Je vois naître des sourires narquois à l’énoncé de ce
billet. Non seulement cela exprime une légèreté du sujet qui découragerait bien
d’esprits sérieux, mais en plus, le contenu ne serait-il pas un essai de
syncrétisme culinaire de mauvais goût ?
Je vois déjà le tchadien avancer, armé de sa méfiance
légendaire. D’où nous sort-il cela ? Il y aurait le couscous tchadien,
nous l’aurions su depuis longtemps. Où veut-il nous mener, celui-là.
Que l’on se rassure. Si le tchadien est ainsi méfiant, ce
n’est pas parce qu’il n’est pas un fin gourmet, au contraire. Il est habitué
aux meilleurs plats du monde. Il les connaît tellement qu’il lui manque de l’inventivité,
ce petit quelque chose qui permet de faire des ingrédients communs, un plat
hors du commun. Ainsi, il connaît toutes les recettes du couscous algérien ou
marocain, aussi, parler de couscous tchadien sonne-t-il à ses oreilles comme
une hérésie culinaire.
Pourtant ce couscous tchadien est présent dans toutes les
cuisines au Tchad, à la sortie de tous les moulins, au pied de tous les
mortiers. La matière brute est là, il ne reste qu’à la transformer.
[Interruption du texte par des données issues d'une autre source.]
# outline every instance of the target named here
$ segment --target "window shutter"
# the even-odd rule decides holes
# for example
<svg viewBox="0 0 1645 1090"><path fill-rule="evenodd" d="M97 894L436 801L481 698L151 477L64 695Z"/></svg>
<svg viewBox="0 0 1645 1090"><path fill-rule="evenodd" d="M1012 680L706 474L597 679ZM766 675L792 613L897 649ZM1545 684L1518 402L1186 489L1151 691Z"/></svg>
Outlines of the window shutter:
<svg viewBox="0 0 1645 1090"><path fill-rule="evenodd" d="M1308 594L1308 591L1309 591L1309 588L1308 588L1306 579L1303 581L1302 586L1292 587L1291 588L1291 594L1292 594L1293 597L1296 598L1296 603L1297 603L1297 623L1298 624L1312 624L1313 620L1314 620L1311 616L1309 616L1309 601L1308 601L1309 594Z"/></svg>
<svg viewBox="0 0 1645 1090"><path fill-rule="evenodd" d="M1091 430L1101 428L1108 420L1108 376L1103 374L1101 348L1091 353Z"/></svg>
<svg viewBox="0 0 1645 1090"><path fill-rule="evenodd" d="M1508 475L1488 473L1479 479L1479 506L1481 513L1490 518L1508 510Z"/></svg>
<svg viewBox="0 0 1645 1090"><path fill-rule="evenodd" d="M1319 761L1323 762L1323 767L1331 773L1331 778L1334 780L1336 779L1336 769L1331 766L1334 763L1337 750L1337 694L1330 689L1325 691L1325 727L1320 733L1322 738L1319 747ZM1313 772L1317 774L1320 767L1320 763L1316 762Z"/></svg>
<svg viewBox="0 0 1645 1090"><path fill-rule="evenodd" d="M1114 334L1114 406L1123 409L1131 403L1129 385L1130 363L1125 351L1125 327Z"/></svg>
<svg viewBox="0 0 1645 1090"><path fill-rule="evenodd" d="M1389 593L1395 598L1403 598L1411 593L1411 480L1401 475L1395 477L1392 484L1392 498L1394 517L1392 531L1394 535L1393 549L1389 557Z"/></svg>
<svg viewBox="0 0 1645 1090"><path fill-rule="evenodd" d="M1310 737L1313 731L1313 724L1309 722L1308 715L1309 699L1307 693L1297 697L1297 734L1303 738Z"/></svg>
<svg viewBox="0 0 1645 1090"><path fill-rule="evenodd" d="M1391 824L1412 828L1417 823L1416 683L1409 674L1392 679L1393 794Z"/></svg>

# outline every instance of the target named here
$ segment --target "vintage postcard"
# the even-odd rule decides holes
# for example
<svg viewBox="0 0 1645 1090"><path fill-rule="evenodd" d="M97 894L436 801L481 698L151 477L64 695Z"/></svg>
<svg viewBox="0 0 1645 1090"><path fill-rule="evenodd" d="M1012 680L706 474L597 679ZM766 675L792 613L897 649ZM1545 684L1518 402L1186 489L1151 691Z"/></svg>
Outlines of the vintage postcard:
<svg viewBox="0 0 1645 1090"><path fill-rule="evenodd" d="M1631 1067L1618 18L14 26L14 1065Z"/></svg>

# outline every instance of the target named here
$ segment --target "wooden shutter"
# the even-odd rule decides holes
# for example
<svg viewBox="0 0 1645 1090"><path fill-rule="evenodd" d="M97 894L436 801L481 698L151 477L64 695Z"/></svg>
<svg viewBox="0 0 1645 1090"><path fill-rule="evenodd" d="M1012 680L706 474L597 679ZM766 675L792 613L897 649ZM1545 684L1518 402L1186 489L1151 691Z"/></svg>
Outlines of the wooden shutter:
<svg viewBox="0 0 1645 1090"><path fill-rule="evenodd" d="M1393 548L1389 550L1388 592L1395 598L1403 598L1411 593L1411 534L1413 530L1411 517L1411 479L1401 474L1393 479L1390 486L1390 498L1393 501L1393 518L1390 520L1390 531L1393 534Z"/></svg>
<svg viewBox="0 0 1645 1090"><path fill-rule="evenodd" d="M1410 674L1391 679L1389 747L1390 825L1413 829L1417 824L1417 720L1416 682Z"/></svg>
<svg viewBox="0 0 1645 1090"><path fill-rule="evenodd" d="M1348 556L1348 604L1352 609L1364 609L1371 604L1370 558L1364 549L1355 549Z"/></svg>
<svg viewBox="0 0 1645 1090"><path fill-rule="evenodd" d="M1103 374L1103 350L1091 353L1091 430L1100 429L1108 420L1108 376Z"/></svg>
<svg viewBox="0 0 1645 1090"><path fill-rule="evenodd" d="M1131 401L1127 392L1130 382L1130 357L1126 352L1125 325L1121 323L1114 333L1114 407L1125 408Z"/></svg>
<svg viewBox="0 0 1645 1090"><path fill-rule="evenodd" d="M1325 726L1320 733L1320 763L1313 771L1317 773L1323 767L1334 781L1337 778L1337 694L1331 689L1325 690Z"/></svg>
Je vois le tchadien en train d’écarquiller les yeux, se
demandant si je ne venais pas de perdre la dernière lucidité qu’il me prêtait
encore. Si on essayait de suivre le cours de sa pensée, on trouverait quelque
chose comme : « Je sais qu’il n’y
rien à tirer de celui-là mais c’est par pure politesse que je lis jusqu’au bout
de la page ; ce sera la preuve par l’absurde qu’il est en train de rêver ».
Pourtant,
le couscous tchadien existe bel et bien. C’est même considéré comme sinon le
plat du pauvre, du moins le plat des enfants. Le nom de ce couscous a même pris
dans le parler tchadien la connotation de pitance. On l’appelle « Djinga » ;
c’est ce résidu du mil, du riz ou du maïs qui reste lorsque la farine a été
tamisée. Ce djinga est meilleur quand la céréale a été pilée dans un mortier ou quand le moulin opte pour moudre en semoule.
Je
vois le tchadien dépité : « Je
savais bien que rien de bon n’allait sortir de de là »… et continuer
en fredonnant un air à la mode : « On vous connait… » « Il
suffisait de parler tout simplement de semoule et nous n’aurions pas prêté la
moindre attention à ce propos ».
Ce
qu’on a oublié de faire, c’est de se demander ce qu’est réellement le couscous :
« spécialité culinaire d’Afrique du
Nord, préparée avec la semoule de blé dur », nous dit le Larousse de
poche.
Alors
Ravalons notre méfiance et intéressons-nous à ce plat de pauvre ou pour
enfants. Si au lieu de le préparer vulgairement comme nous avons l’habitude de
le faire, nous essayons d’utiliser les meilleures recettes de préparation de
couscous ? Nous verrons que ce plat en vaut vraiment la peine. Il faut l’essayer
tout de suite et vous m’en direz des nouvelles. Bon appétit !
Et s’il
en venait l’idée à un opérateur économique tchadien d’en vendre dans des
sachets ? Non seulement on pourrait consommer tchadien mais cela créerait
en plus des emplois dans un domaine qui est le parent pauvre de développement
économique au Tchad.
Le
président Sankara disait ceci : « Il
faut produire, produire plus parce qu’il est normal que celui qui vous donne à
manger, vous dicte également ses volontés. Il y en a qui demandent où est l’impérialisme ;
l’impérialisme, regardez dans vos assiettes quand vous mangez : les grains
de riz, de maïs, de mil importés, c’est ça, c’est ça l’impérialisme ; n’allez
pas plus loin. Cette assistance qui créé en nous la mentalité d’assistés, nous
n’en voulons vraiment pas… Mais la production, si j’ai pris le cas des
céréales, ne se limite pas seulement à l’agriculture. La production, ce sera
dans tous les domaines : à l’usine, dans les bureaux, et j’invite chacun à
la production intellectuelle. La Conférence nationale des céréales a félicité,
et elle a raison, tous ceux qui ont écrit, qui ont produit quelque chose sur le
plan de la littérature, de l’art, dans tous les domaines. C’est ça la
production. »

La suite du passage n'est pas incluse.